Est-ce à dire pour autant que l’art contemporain serait purement cérébral, purement conceptuel, une chose mentale en somme, una cosa mentale, et que le contenu seul et non la forme importerait ? Que nenni ! Il ne faut pas hésiter à dire que l’idiot serait cette fois-ci celui qui regarderait la lune sans regarder le doigt. L’artiste est celui qui regarde le doigt, on est artiste à ce prix disait Nietzsche que si l’on considère en tant que contenu ce que les autres appellent la forme. Il faut regarder le medium pour comprendre le message disait Mac Luhan, les transformations électroniques des communications réalisent une co-présence dont l’importance excède toute transmission d’ information. Et Sandra après des courriels échangés n’a pas cessé de me dire : le dire prime toujours sur le dit, il faut voir la pièce elle-même, les formes doivent parler d’elles-mêmes, elles n’ont pas besoin des béquilles du discours. L’art contemporain doit rester un art du silence comme tous les arts plastiques qui ont, disait Poussin, le don infini de faire profession des choses muettes. Ces pièces, ces formes je les découvre avec vous aujourd’hui et c’est à nous d’en chercher le sens, le contenu, un contenu nécessairement ignoré de l’artiste lui-même car s’il pouvait en parler, si le langage pouvait dire ce qu’est l’art et ce qu’il signifie, celui-ci perdrait toute raison d’être. Ces outils que sont ces œuvres d’art sont comme les jeux de langage dont parlait Wittgenstein, le mécano du langage qui comparait le langage à une boîte à outils, ils ont, comme les mots dans la pratique du langage, une multitude inépuisables d’usages possibles, comme eux ils peuvent nous jouer des tours dans une surprise perpétuelle. A nous d’ouvrir les yeux et d’interpréter !

 

Je veux pourtant pour finir, quitte à extravaguer, quitte à faire l’idiot sous un autre rapport, quitte à instrumentaliser cette exposition (mais que faire de mieux d’un boîte à outils ?), je veux donc regarder ce que le doigt nous montre aussi envers et contre tout. Il nous montre un astre, mais un astre bien plus éloigné que la lune, il nous montre que nous avons changé d’astre, que nous sommes entrés dans le désastre (rappelons que le désastre n’est pas nécessairement l’infortune mais un changement d’astre) et dans une considérable mutation. Et l’art contemporain en général, occupé trop souvent à se réfléchir lui-même a aussi et surtout un effet de réel.
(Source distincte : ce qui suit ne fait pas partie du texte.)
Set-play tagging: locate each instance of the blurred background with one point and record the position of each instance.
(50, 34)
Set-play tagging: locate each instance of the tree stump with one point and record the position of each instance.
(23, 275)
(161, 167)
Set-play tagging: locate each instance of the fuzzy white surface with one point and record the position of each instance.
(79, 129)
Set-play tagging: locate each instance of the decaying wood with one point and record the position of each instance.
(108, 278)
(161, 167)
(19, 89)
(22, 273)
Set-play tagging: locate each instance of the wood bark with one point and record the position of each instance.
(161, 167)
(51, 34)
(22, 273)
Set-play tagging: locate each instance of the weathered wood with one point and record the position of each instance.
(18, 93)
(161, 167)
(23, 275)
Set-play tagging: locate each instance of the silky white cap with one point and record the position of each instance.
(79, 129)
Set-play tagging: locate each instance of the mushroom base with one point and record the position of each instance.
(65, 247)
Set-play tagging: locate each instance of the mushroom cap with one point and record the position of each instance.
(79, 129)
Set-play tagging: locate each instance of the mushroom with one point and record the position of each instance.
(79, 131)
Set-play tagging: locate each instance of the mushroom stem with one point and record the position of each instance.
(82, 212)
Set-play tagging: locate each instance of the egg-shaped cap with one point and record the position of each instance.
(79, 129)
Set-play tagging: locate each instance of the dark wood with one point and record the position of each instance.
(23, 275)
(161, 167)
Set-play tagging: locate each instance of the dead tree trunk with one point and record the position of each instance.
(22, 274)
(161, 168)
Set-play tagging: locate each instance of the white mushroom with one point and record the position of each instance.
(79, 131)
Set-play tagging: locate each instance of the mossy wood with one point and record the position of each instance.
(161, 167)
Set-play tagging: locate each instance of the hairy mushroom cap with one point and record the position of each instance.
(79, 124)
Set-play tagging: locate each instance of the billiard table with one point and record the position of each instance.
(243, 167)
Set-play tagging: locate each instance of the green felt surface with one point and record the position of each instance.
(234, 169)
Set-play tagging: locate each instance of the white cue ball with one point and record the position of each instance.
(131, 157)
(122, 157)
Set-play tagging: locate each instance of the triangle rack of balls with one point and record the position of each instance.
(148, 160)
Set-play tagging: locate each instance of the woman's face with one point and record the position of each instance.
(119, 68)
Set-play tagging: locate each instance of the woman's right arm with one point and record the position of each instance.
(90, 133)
Il atteste que le grand art est chose passée et que nous sommes entrés dans un nouveau régime de l’art, dans un monde infiniment éclaté où l’artiste seul décide héroïquement de ce qui est « art » sans que rien ni personne ne l’autorise, sans qu’aucune sanction (hormis peut-être la folie) ne vienne vérifier son œuvre. Voici ce que montrent les œuvres contemporaines, la pluralité, la diversité, l’hétérogénéité de leurs jeux de langage, que nous sommes perdus au milieu de l’Océan, que le monde dépourvu désormais d’unité et d’unicité est redevenu infini, que tout les repères traditionnels de norme, de valeur, d’identité, que tout les systèmes de représentation un peu structurants se sont effondrés, que nous sommes entrés dans le monde de la crise sans fin, d’une crise dont nous ne savons pas comment sortir, d’une crise qui n’est plus un palier nécessaire vers un monde meilleur puisque nous ne croyons plus que demain sera meilleur qu’aujourd’hui : l’interminable recyclage critique de l’art contemporain, l’entassement sans ordre ni organisation de ses tentatives et de ses tentations qui, d’un même mouvement, se décomposent et se recomposent en est l’écho le plus fidèle.

 

Dans ce monde sans repères, désormais seul l’argent est roi et l'équivalence générale de toutes choses qu’il rend possible détruit toute différence et toute distinction. Tandis que, sous le pression des marchés financiers, l’Europe, tout doucement s’enlise, que le monde s’occidentalise, que le capitalisme se mondialise et que l’enseignement lui-même est en voie de carbonisation rapide, assiégés de toute part, nous voici seuls à résister. Remparés dans ce bunker tout badigeonné de blanc, tâchons au moins de nuire à la bêtise en présentant, comme aujourd’hui, des œuvres interrogatives et exigeantes, des œuvres de qualité.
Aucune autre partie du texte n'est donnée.